NAPOLI – “Non mi arrendo vivo una situazione fortemente discriminatoria, non ci possono essere vittime di serie A e vittime di serie B”. Così la vedova di Giuseppe Veropalumbo, Carmela Sermino, donna coraggiosa e determinata, conduce la battaglia contro la burocrazia, perché la legge non contempla il caso specifico. Il fatto, all’epoca, commosse l’Italia: Giuseppe, a soli 30 anni, morì colpito da un proiettile vagante la notte di capodanno 2007. Una notte di festa trasformata in tragedia, ma la moglie e la figlioletta di otto anni non hanno diritto al riconoscimento dello status di familiare di vittima della criminalità organizzata, perché il colpevole non è stato scoperto. Una nota del Ministero degli Interni chiude così la vicenda del giovane carrozziere di Torre Annunziata, ucciso mentre si trovava nel salotto di casa, in attesa del tradizionale brindisi di fine anno.

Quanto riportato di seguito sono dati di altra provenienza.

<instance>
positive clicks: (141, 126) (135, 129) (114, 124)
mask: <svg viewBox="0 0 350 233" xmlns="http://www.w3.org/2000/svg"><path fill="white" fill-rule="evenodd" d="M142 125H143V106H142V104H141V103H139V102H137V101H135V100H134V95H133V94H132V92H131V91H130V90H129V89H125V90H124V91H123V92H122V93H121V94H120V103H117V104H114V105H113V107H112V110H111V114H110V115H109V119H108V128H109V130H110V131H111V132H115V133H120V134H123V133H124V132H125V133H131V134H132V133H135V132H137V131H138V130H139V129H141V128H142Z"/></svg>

LETTERA AL PRESIDENTE DELLA CAMERA – Sentendosi lesa nei suoi diritti di donna, moglie e madre, la giovane ha inviato una toccante lettera alla presidente della Camera, Laura Boldrini, alla quale ha chiesto anche un incontro: “Mio marito – scrive – faceva il carrozziere nell’officina del padre. Era incensurato e non aveva frequentazioni malavitose. La sua unica colpa è stata quella di essere rimasto a vivere, dopo il matrimonio, nel quartiere d’origine, in quello che, in anni lontani, era il cuore pulsante della città”. Un territorio in guerra, permeato dal traffico di droga, ma la famiglia Veropalumbo era felice.
ARCHIVIATE LE INDAGINI – Le indagini, purtroppo, sono state ufficialmente archiviate senza dare un nome e un volto all’assassino: “Perizie balistiche, interrogatori, sopralluoghi, ricostruzioni, intercettazioni telefoniche e ambientali non hanno portato a nulla. L’uccisione di un uomo onesto, nel fiore degli anni, non ha, dunque, un colpevole”.
SENZA CONDANNA NESSUN BENEFICIO – Nel documento che accompagna il decreto di archiviazione il procuratore Diego Marmo spiega che, anche senza un responsabile, Veropalumbo è una vittima indiretta della camorra in considerazione “della eccezionale densità e propensione criminale del rione, del numero di bossoli rivenuti nelle strade la mattina seguente, della mole di armi sequestrate nei mesi successivi e del numero degli arresti per reati riconducibili all’azione dei clan”. Per i vertici del Ministero tutto questo non basta. Senza condanna niente benefici. E Carmela è costretta a fare i salti mortali per mantenere la figlioletta e continuare a credere nelle Istituzioni. Non si ferma nella sua battaglia.